Budenholzer was more protective of his guy. “I think it’s a huge concern,” the coach said. “If and when players are falling before contact, there’s speed and knees and legs that are basically putting Giannis in a dangerous place. I think it’s a tough game to call. Giannis is always in attack mode. But if there’s no contact and guys are falling and/or underneath him, that’s dangerous.”

If and when players are falling before contact, there’s speed and knees and legs that are basically putting Giannis in a dangerous place

Coach Mike Budenholzer

Lopez said that falling down is a refuge of, if not scoundrels, at least the over-matched. “Some guys tend to guard Giannis, they just fall down. That’s like their only option defensively,” he said. “It puts him in a dangerous position the way he’s going. … If it’s not called the right way, you can injure someone.”

What can Antetokounmpo do to keep himself upright more often? He could play less aggressively. He could limit his attack inside, where the worst tangles and tumbles occur. He also could make opponents pay more directly by making more than 61 percent of his free throws. He missed 10 of 20 against Boston, a rate that will incentivize opponents to send him to the line by any means necessary.

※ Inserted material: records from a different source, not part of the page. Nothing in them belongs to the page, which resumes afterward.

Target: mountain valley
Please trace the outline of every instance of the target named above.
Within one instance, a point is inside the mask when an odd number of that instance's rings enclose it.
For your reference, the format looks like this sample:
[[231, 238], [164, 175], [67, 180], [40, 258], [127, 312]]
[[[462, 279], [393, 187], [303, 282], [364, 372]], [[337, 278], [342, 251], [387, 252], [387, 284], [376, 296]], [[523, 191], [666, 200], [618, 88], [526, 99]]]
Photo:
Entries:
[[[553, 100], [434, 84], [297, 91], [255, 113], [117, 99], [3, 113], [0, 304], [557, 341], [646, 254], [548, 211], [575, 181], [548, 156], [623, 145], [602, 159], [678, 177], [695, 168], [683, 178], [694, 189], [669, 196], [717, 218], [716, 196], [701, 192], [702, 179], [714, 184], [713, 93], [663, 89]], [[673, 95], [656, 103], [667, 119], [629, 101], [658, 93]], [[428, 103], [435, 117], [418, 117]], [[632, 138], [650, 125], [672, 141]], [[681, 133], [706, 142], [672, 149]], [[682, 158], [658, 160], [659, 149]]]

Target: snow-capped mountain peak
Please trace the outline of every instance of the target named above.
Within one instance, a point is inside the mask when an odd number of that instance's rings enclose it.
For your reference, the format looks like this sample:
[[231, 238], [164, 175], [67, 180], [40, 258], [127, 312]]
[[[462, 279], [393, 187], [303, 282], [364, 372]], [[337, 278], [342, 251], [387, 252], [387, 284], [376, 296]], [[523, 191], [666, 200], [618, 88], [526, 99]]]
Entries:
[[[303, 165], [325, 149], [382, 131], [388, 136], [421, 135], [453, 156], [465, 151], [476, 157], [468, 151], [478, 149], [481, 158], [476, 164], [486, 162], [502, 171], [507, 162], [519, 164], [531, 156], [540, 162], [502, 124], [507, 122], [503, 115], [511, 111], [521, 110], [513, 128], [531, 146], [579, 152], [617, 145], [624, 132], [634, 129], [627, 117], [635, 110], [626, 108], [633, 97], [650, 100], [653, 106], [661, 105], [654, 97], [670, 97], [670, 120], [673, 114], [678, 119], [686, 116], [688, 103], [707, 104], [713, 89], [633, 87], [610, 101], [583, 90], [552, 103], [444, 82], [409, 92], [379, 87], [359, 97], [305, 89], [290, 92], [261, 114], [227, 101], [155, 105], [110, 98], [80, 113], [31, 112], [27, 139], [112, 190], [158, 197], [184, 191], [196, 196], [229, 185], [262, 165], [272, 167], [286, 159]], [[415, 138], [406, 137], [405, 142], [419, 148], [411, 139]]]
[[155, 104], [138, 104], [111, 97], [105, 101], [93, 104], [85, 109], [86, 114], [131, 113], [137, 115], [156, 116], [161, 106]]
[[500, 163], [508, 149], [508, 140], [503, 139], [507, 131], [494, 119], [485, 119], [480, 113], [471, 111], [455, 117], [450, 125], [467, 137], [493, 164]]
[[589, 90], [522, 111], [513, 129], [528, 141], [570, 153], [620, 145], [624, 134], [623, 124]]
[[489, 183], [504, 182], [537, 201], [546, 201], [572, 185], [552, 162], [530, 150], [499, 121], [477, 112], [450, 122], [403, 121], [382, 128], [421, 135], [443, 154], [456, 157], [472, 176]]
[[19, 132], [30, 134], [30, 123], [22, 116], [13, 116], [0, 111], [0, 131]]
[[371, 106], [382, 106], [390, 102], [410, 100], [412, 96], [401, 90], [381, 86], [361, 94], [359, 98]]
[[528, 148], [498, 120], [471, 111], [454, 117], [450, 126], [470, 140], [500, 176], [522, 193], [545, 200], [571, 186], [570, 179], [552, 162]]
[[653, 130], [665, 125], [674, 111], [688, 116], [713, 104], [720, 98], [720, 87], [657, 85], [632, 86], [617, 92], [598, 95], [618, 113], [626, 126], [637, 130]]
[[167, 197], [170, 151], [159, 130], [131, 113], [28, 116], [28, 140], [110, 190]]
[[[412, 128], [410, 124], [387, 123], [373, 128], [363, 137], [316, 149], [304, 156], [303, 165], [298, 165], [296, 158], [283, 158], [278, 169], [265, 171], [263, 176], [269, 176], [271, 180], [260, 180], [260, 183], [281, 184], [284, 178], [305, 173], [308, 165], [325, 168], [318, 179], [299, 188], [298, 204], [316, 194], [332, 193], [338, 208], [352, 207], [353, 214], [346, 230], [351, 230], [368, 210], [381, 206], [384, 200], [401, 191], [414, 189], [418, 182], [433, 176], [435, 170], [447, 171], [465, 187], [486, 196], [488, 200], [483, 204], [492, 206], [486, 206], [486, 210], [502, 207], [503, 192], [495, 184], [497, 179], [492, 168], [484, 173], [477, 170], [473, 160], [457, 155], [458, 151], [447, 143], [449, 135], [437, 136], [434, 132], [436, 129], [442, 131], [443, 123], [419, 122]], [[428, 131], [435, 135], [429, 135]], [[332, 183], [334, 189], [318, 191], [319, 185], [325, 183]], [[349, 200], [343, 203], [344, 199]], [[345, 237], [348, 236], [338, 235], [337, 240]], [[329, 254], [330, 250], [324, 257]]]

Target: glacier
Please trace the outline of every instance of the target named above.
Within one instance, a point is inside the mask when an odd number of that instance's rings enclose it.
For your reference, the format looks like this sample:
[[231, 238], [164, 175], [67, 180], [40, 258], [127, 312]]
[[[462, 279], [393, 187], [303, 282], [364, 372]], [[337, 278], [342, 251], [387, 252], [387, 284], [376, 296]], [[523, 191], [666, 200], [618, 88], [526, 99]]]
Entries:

Each time he goes down, there’s a change he might stay there. Which produces a corresponding chance that an East rival might leapfrog the Bucks in their Finals aspirations. Why wouldn’t Boston be eager to use physical defenders such as Smart, Ojeleye, Wannemaker and Kanter on him, playing aggressively right back at Antetokounmpo?

Asked about possible ill intent, Lopez said: “I don’t think it’s really come up. That can be some teams’ option. I think we’ve run into a lot of teams with good guys where it hasn’t been completely obvious, but guys are, you can see, definitely more physical with him.

“Some of the contact he has to fight through just to get through a cross-screen to a post-up would be an automatic call for some guys. For him, it’s different. I know Giannis isn’t ‘other people,’ but you’re taken aback for a second.”

Antetokounmpo all but shrugged.

“I cannot be thinking that, about plays if I’m going to get hurt,” he said. “I think I’m really good at avoiding situations where you can get hurt and avoiding guys on the floor. It’s amazing, if somebody is taking a charge, you’ve got to step in the right place or you might sprain your ankle. Hopefully [you don’t] step and hurt your knee or something.”

“I just try to be aggressive and be in the moment and my instincts take over.’

Who knows? In the end, if the Bucks play into June, they might credit the camaraderie and bonding that developed from all those times George Hill, Wesley Matthews, Donte DiVincenzo, Pat Connaughton and the rest stuck out their hands and helped their leader up off the floor.

As long as they don’t have to use a spatula one of these nights.